Solving Problems & Interview Patterns
Why this lesson
DSA pays off in two ways: writing efficient app code, and passing the coding interviews that gate most mobile jobs. Both come down to the same skill — recognising a pattern and applying the right structure. This lesson gives you a method and the patterns that cover most problems.
A step-by-step method
- Understand & clarify — what’s the input/output? Edge cases (empty, duplicates, huge)?
- Start brute force — the simplest correct solution, even if O(n²). Get something working.
- Find the bottleneck — what makes it slow? Usually a repeated scan or nested loop.
- Apply a structure/pattern — can a hash map make a lookup O(1)? Can sorting + two pointers help?
- Analyse complexity — state the time and space Big-O.
- Test edge cases — empty input, one item, duplicates, very large input.
The patterns that solve most problems
- Hash map for lookups — turn O(n) scans into O(1). (e.g. “two-sum”: store seen numbers in a map.)
- Two pointers — on sorted arrays, move from both ends (e.g. pair sums, palindromes).
- Sliding window — for “longest/shortest substring/subarray with a condition”.
- BFS/DFS — for trees and graphs (paths, connectivity, levels).
- Sorting first — many problems become easy once data is ordered.
- Memoization / DP — when sub-problems repeat.
A worked example: two-sum
“Find two numbers that add to a target.” Brute force checks every pair — O(n²). The hash-map pattern makes it O(n):
fun twoSum(nums: IntArray, target: Int): Pair<Int, Int>? {
val seen = HashMap<Int, Int>() // value -> index
for ((i, n) in nums.withIndex()) {
val need = target - n
seen[need]?.let { return it to i } // found the complement -> O(1)
seen[n] = i
}
return null
}
Notice the move: a nested-loop scan became a single pass with O(1) lookups — the exact technique you use to speed up real app code.
Interview tips for mobile roles
- Think out loud — interviewers assess your reasoning, not just the answer.
- State complexity — always give time and space Big-O.
- Connect to mobile — mention real uses (LRU cache, list diffing, nav stack) when relevant; it shows applied understanding.
- Don’t freeze — start brute force, then optimise. A working O(n²) beats a broken O(n).
How to practise
Solve a few problems regularly (arrays/strings, hash maps, two pointers, trees, then graphs/DP). Re-implement the LRU cache from memory. Most importantly, when you hit a slow spot in your own app, stop and ask “which structure/pattern fixes this?” — that turns DSA from theory into instinct.
Common mistakes
- Jumping to code before understanding the problem and edge cases.
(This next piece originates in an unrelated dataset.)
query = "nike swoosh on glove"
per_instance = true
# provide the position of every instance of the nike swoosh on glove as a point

- Optimising prematurely instead of getting a correct solution first.
- Not stating complexity or testing edge cases.
Summary: Approach any DSA problem methodically: clarify, brute-force, find the bottleneck, apply a pattern (hash map, two pointers, sliding window, BFS/DFS, sorting, memoization), analyse complexity, and test edges. The same patterns that ace interviews are exactly what make your app code fast.